McCarthyism at Columbia

This is not the rhetorical kind.

This is the real thing.

Professors who have voiced anti-Israel views are being targetted by rightwing forces in order to silence unpopular views. Simple and direct McCarthyism:

Columbia University president Lee Bollinger plans "specific steps" soon in response to allegations that professors and lecturers at the Ivy League university made vitriolic and malicious comments against Israel in classes.
This assault follows a campaign by pro-Israel students campaigning against the students, culminating in an attack article in the New York Daily News:
In the world of Hamid Dabashi, supporters of Israel are "warmongers" and "Gestapo apparatchiks."
The Jewish homeland is "nothing more than a military base for the rising predatory empire of the United States."

It's a capital of "thuggery" - a "ghastly state of racism and apartheid" - and it "must be dismantled."

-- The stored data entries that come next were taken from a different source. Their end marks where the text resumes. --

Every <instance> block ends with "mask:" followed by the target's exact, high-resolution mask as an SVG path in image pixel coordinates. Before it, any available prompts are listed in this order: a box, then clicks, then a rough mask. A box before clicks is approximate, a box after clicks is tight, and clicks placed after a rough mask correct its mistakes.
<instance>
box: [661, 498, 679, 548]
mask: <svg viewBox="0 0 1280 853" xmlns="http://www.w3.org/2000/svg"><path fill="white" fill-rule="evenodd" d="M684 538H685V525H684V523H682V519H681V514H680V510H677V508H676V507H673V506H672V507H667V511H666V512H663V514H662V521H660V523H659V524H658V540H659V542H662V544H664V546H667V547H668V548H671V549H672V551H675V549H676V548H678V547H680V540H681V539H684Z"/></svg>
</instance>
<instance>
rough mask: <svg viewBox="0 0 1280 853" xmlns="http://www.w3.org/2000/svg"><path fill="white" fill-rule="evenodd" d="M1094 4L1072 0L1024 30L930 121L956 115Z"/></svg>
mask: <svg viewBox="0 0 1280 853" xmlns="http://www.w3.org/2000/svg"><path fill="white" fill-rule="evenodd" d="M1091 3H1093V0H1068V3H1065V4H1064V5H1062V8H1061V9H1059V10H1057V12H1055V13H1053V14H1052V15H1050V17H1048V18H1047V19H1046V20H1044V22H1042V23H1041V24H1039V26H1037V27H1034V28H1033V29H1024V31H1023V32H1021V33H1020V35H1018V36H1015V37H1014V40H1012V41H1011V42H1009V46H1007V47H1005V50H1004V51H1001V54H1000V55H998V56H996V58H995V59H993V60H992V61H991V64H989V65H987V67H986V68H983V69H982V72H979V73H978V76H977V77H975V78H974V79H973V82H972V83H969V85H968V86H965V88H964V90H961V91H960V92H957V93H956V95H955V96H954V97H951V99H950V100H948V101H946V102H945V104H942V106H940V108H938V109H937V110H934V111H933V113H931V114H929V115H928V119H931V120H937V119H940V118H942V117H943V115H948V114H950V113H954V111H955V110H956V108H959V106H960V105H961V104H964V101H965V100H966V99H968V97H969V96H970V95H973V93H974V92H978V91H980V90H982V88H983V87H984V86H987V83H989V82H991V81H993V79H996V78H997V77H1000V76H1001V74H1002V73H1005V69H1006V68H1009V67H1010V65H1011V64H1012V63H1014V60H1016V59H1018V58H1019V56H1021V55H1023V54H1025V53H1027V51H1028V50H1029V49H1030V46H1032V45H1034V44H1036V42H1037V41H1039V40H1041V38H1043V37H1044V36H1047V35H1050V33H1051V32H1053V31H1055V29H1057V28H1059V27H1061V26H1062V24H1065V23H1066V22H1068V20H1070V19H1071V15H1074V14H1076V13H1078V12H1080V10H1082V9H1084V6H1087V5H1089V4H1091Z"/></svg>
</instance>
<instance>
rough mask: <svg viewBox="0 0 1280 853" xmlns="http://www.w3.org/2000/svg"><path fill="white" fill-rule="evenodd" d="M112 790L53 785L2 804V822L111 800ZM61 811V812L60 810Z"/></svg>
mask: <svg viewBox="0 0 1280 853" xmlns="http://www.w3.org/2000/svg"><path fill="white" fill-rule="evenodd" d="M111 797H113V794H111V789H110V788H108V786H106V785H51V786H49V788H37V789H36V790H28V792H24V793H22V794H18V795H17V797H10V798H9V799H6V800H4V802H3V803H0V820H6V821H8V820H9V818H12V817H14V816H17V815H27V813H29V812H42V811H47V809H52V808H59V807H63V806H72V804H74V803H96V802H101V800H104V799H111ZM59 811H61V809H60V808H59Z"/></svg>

A voice from America's crackpot fringe? Actually, Dabashi is a tenured professor and department chairman at Columbia University. And his views have resonated and been echoed in other areas of the university.

Yes, how dare Columbia employ anyone other than those who agree with a single position on Israel? How can academic freedom survive if a diversity of viewpoints is allowed about Middle Eastern issues?

There are plenty of academics in American universities who describe Palestinians in equally unflattering terms and call for the end of their political project, namely a Palestinian homeland. So if it's acceptable to have anti-Palestinians in academia, why is there even a question about having people expressing opposing viewpoints?

We are seeing a raw edge of repression appearing from a lot of directions these days, but it might be worth reading this this piece by Arthur Hertzberg, a rabbi and scholar, who is the Bronfman Visiting Professor of Humanities at New York University, on the dangers of this kind of attack on academic freedom:

Certainly some blood does boil within the veins of concerned people, but I am very much afraid that those who would like to win arguments by charging that adversaries have limited their academic freedom may soon discover that those who would win by this sword can also lose in the same melee.

Jews have been the victims of comparable rhetoric and we only recently won the battle. For a long time, “Zionism is racism” was a favorite slogan of debates at the United Nations, and it took hard trench fighting to have it removed from the discussion — and the battle is not quite over. Are we Jews now going to be quick to say “ouch, our academic freedom is injured” when someone with a Ph.D. pronounces our Zionist views to be unacceptable?